Топнув еще раза три, Мяукин остановился и, уронив пенсне, сказал с достоинством:
– Советую и вам, Богдан Юрьевич, заняться ритмическою гимнастикою. В будущем социалистическом обществе это понадобится очень и очень…
Туманов молча указал ему на стул и сам сел.
– Вы удивлены моим посещением? Вы меня не ждали? – в радостном оживлении трещал Мяукин, непринужденно и развязно усаживаясь. – Вы молчите? И прекрасно… Я не буду повторять моих вопросов… Но меня собственно интересует иное… Я только затрудняюсь несколько… Я не знаю, право, сумею ли я высказать…
– В чем дело, однако? – спросил Туманов, недоумевая.
– Как бы вам сказать, Богдан Юрьевич? Я интересуюсь вашею темою – вот и все, – выпалил Мяукин, притворяясь, что он несколько смущен.
– Моею темою… Зачем вам она?
– Но позвольте… Как зачем? Я социолог и психолог… Меня интересует вообще… А кроме того, вы понимаете, конечно. Обстоятельства так складываются, что без вас мне никак не обойтись.
– Вы напрасно надеетесь, что я понимаю вас. Совсем нет. Какие обстоятельства? И при чем тут моя тема?
– Это я по простоте относительно обстоятельств заметил, – захихикал Мяукин, – можно и без них… Можно так, лирически…
– К делу! К делу! – нахмурился Туманов.
– А вы будете отвечать на вопросы?
– Буду, пожалуй.
– Я хотел бы спросить вас, вот эта перемена во взглядах ваших на политику, ну и на экономику там что ли… Что перемена эта не отразилась ли, между прочим, и на морали?.. Ясно я выражаюсь?
– Совсем неясно. Говорите поточнее и попроще.
– Неужели неясно? Вы были социал-демократом, неправда ли?
– В партии я никогда не был, – угрюмо и лениво отозвался Туманов, – далее, Мяукин…
– Не были? Однако же вы попали сюда по социал-демократическому делу.
– Не совсем так. Просто я в 1901 году служил на фабрике врачом и мне довелось разговаривать с рабочими о зубатовской затее. Я, конечно, не советовал им доверять агентам охранки и тем добровольцам из общества, которые тогда как-то странно поладили и с Треповым, и с Зубатовым. Вот и все… А философских предпосылок социал-демократии я никогда не разделял…
Неожиданно Мяукин засвистал.
– Какие там предпосылки! Этак и я, пожалуй, не социал-демократ… Если на предпосылки смотреть, в партии один Вереев останется…
Туманов улыбнулся.
– Вы улыбаетесь, – обрадовался Мяукин, – прекрасно! Прекрасно! Я этого и ждал с нетерпением.
– Ах, какой смешной!
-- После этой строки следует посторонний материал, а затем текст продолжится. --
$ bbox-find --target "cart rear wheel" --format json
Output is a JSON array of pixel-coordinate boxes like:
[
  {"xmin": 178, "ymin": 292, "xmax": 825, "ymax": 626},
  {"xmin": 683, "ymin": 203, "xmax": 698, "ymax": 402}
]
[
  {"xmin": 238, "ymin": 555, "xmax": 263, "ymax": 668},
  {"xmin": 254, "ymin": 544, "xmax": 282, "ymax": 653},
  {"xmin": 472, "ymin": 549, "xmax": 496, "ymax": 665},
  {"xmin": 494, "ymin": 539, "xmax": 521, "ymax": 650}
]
Какой смешной! – покачала головой Лидия Николаевна.
– Это ничего, сударыня, что смешной, иные разговоры невозможно вести иначе, как смеясь и смех возбуждая.
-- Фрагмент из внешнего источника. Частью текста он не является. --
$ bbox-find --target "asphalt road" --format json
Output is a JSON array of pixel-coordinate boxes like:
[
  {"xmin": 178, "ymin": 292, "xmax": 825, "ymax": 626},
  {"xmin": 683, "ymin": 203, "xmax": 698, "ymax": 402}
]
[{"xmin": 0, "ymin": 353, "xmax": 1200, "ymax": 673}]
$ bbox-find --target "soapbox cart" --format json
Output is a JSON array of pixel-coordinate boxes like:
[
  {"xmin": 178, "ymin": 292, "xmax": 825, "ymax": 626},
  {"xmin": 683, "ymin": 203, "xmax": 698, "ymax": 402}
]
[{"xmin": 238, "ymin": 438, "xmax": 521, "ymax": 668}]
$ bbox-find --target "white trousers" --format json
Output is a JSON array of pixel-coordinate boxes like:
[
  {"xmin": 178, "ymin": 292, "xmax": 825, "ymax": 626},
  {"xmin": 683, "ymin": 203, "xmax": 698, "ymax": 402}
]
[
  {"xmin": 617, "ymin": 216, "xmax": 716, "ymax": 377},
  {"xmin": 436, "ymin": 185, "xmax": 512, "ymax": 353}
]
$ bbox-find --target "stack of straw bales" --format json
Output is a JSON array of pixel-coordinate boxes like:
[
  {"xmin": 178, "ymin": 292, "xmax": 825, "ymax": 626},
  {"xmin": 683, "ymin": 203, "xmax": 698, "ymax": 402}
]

– Простите меня, Мяукин, но я очень занят… Вы, может быть, еще о чем-нибудь желаете меня спросить?
– Конечно, конечно… Только мне неловко, право, – кривлялся Мяукин, играя пенсне.
– Я слушаю, Мяукин.
– Вы, может быть, слыхали что-нибудь про документ?
– Он у вас в руках?
– Может быть, и у меня. Не в этом дело. Меня, собственно, интересует ваше отношение к нему, хотя непосредственно он вас, конечно, не касается.
– Я не имею понятия об этом документе; не знаю его содержания: если вам угодно узнать мое мнение о нем, объясните толком, в чем дело и что собственно заставляет вас обратиться именно ко мне, а не к Верееву или еще к кому-нибудь.
– Ах, это очень тонкая тема, совсем не вереевская. Да и уж очень далеко он от этого дела, вы все-таки гораздо ближе.
– Не слишком ли много загадок, Мяукин?
– Не моя в том вина, Богдан Юрьевич. Одним словом, меня интересует вот что. С тех пор, как вы впали, извините меня, в мистицизм, остались ли обязательными для вас известные моральные нормы? Ведь мистика, по новейшему толкованию, сфера беспредельной свободы… Не свободен ли в этой сфере человек и от прежних своих взглядов на честное и бесчестное… Вы понимаете меня? Я не про категорический императив говорю, а про те моральные обязательства, которые принимают известные общественные группы, связанные взаимными интересами… У буржуазии своя мораль, у нас, Богдан Юрьевич, своя… Не правда ли? Так вот обязательна ли для вас, товарищ, наша мораль?
– А вас таких много? – неожиданно с величайшим простодушием рассмеялась Лидия Николаевна.